HALIFAX - HL:Ottawa launches $100,000 study to reduce coyote encounters in Cape Breton park

By Michael MacDonald

THE CANADIAN PRESS

HALIFAX -- Parks Canada plans to pay an American biologist $100,000 to come up with a plan to reduce encounters between people and coyotes in Cape Breton Highlands National Park.

The proposed contract announced Monday comes more than two years after a young Toronto woman was mauled to death by coyotes while hiking alone in the park. Taylor Mitchell's death on Oct. 28, 2009, marked the first recorded fatal coyote attack in Nova Scotia, and only the second in North America.

Ten months later, an unidentified 16-year-old Nova Scotia girl was bitten twice on the scalp as she slept outside at one of the park's campgrounds. The girl needed stitches to close her wounds.

The maulings were among several coyote attacks across Nova Scotia that prompted the province to offer a $20 bounty for coyote pelts. About 2,600 of the province's 8,000 coyotes were trapped last season for the bounty.

An official with Parks Canada said no one was immediately available for comment.

The federal government's two-year project in Cape Breton will include live-trapping coyotes in the park and tracking them with global positioning system collars.

Parks Canada says the contract will be awarded to Stan Gehrt at the Max McGraw Wildlife Foundation in Dundee, Ill., unless a better bid comes forward in the next two weeks.
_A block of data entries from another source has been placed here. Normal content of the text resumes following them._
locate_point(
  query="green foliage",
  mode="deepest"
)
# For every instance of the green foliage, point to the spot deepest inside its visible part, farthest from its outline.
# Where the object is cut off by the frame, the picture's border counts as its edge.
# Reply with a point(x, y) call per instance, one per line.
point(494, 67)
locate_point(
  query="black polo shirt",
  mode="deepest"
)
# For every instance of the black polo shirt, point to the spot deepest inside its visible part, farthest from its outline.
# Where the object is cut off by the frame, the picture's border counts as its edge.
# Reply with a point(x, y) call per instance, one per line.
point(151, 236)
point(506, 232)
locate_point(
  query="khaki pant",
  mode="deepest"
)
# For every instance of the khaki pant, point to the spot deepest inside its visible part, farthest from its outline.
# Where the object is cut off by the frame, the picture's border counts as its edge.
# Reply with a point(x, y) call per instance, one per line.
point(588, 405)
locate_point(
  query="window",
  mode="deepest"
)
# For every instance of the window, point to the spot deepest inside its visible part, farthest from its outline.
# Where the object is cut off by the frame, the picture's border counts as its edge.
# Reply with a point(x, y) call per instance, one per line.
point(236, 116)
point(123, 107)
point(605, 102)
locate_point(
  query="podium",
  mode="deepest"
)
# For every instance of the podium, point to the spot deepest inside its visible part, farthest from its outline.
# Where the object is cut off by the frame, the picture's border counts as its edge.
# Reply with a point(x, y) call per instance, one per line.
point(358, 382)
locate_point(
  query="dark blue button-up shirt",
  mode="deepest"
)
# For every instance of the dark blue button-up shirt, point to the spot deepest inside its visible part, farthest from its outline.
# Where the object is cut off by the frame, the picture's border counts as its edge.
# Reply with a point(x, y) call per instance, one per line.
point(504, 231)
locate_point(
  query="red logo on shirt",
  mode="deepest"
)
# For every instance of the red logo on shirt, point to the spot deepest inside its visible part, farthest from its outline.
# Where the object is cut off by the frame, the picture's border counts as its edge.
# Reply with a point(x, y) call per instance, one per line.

"In the last 15 years there has been an increase in conflict between coyotes and humans, both in frequency and severity," the agency said in an advance contract notice posted Monday on the federal government's online tendering service.

"The primary objectives are to change the behaviour of coyotes so as to reduce conflict between coyotes and humans."

Gehrt's project is to be completed by April 2014. It will also include information about coyote survival rates, diet, range, den locations and whether availability of human food has played a role in promoting aggressive behaviour.

As well, Parks Canada wants an aversion strategy that looks at what tools or techniques will change coyote behaviour.

Gehrt, who teaches at Ohio State University in Columbus, is considered "the leading expert on urban coyotes in North America," Parks Canada said.

"There are no other researchers who have the combination of experience and expertise needed to achieve the objectives of this project."

It remains unclear why Nova Scotia's coyotes have become more bold, an observation challenged by experts who say routine coyote encounters are getting more attention from the media. Some have suggested mild winters, urban sprawl and a diminished supply of snowshoe hares are to blame.

In August 2010, a spokesman for Cape Breton Highlands said park staff would continue to trap and kill aggressive coyotes, but Derek Quann said the province's decision to promote a cull was a bad idea. He said studies have shown bounties don't work because coyotes have the ability to reproduce quickly even when their population is under stress.

Hunting and trapping are not allowed in most federal parks. However, culls have been carried out inside parks when resident animal populations have grown too large. About 400 moose were recently killed in Newfoundland's two national parks.